Del tío Pedro recuerdo la escarcha que dejaba a su paso. Llegaba por las noches a casa, con un paso acompasado y el cansancio ardiendo en sus ojos.

Las tardes calurosas del puerto estaban en su apogeo, incluso cuando el sol ya se ocultaba tras el cerro del Veladero y en el cielo se teñía de noche. Al abrir la puerta, el tío Pedro se sacudía para deshacerse del polvo del aserrín. Hijos y sobrinos corríamos a su encuentro. La nevada nos hacía toser, pero el olor del pino, del cedro y el nogal vivificaban un sentimiento de fresco jugueteo. No éramos ajenos al olor del barniz, al pegamento, al etanol; a esos perfumes que el oficio de José eligió para él.

Corríamos en torno a mi tío mientras él avanzaba para luego desaparecer en su cuarto. La magia que se urdía tras aquella puerta nos era un misterio. El hombre cansado dejaba ahí sus canas y su piel cenicienta para salir vuelto el joven con el que la tía Amara se casó diez años atrás.
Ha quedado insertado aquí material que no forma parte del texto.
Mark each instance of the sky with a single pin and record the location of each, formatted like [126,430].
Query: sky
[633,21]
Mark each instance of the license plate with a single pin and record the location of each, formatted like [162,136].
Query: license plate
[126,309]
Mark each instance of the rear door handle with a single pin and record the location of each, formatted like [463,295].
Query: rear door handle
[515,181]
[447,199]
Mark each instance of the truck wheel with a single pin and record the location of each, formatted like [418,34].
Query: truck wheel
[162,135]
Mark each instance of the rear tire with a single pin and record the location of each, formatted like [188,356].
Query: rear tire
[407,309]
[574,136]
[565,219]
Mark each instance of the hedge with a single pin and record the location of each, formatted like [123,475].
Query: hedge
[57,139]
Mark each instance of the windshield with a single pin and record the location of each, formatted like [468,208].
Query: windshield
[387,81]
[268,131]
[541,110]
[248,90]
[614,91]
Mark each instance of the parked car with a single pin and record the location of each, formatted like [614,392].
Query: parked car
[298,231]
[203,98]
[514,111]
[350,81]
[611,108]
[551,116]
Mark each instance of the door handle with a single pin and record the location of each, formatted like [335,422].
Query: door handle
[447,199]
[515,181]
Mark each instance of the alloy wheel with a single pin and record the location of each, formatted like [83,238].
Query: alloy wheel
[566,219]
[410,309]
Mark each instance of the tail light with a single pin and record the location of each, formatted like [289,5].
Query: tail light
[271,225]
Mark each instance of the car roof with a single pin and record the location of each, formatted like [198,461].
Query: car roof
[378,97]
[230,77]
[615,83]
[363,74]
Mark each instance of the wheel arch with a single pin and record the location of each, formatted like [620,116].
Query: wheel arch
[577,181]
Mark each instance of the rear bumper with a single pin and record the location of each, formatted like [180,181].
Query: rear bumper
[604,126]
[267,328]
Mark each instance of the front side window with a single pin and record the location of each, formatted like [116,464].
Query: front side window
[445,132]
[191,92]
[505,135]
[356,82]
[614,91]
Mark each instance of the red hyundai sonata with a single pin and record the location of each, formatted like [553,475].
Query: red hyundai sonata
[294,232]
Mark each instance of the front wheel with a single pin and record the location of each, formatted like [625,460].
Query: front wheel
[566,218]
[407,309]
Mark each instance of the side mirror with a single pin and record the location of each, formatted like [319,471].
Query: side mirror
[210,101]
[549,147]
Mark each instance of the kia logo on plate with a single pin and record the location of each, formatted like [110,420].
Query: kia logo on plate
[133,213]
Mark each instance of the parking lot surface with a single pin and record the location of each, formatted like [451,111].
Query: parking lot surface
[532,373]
 El tío Pedro salía varios minutos después, aseado, con el cabello húmedo y la mirada brillante enmarcada por un par de anteojos cuadrados. Se sentaba a la mesa y todos cenábamos la creatividad de la Tía Amara: un chorizo encebollado con serranos, un salpicón con tanto jugo que rebosaba los labios, o tal vez sus delicados sopes de ingredientes sorpresa.

Las noches se extendían después en diferentes escenarios: futbol ante el televisor, Monopoly y la Lotería con la persistente aparición de el valiente, el gallo y de tantos otros personajes que le daban el gane al primo Antonio; también había noches en que cada uno disfrutaba en su esquina con un libro o en el celular: jugando Tetris, candy crush, free fire o viendo videos de gente de otras ciudades que sí tenían acceso a consolas de videojuegos.
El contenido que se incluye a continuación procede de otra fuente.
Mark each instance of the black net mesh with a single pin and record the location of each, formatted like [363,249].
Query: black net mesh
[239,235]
Aquellos fueron los meses en que mi padre se fue de viaje y en que, poco después, mi madre fue tras él. Nadie nos explicó nada a mi hermano o a mí. Cosas de adultos, decía mi tía, y tajaba la conversación haciendo chocar las manos. Yo dormía con mi hermano y mis dos primos en la misma habitación: contábamos historias, hacíamos la tarea, nos desesábamos tratando de entender el mito de la llorona, del perro negro que aparecía en el callejón de junto, de los gatos abandonados que daban brincos en el techo de lámina. También sosteníamos competencias fraternas por ver quién se vestía más rápido para la escuela en las mañanas. Dormíamos con los calcetines puestos para robarle unos segundos a la noche y dárselos al día siguiente.

El noticiero era quien nos daba los buenos días y nos soltaba letanías de una ciudad que se nos antojaba demasiado lejos para importarnos: la playa tras los cerros, adonde la gente acudía para luchar contra la abrumadora monotonía de la metrópoli. Desayunábamos un café instantáneo sin leche y una pila de diez galletas. Comíamos apresurados y al cabo de unos minutos el tío Pedro salía de su cuarto para unírsenos. Salía amodorrado, descamisado, todavía con un pie en el sueño; los ojos enrojecidos por un descanso demasiado apretado y el cuerpo encogido, como si el mundo lo hubiera elegido como a un Atlas. ¿Y cómo no?, recuerdo haber pensado, si la tía Amara decía que para conocer el peso del mundo bastaba con tener una familia.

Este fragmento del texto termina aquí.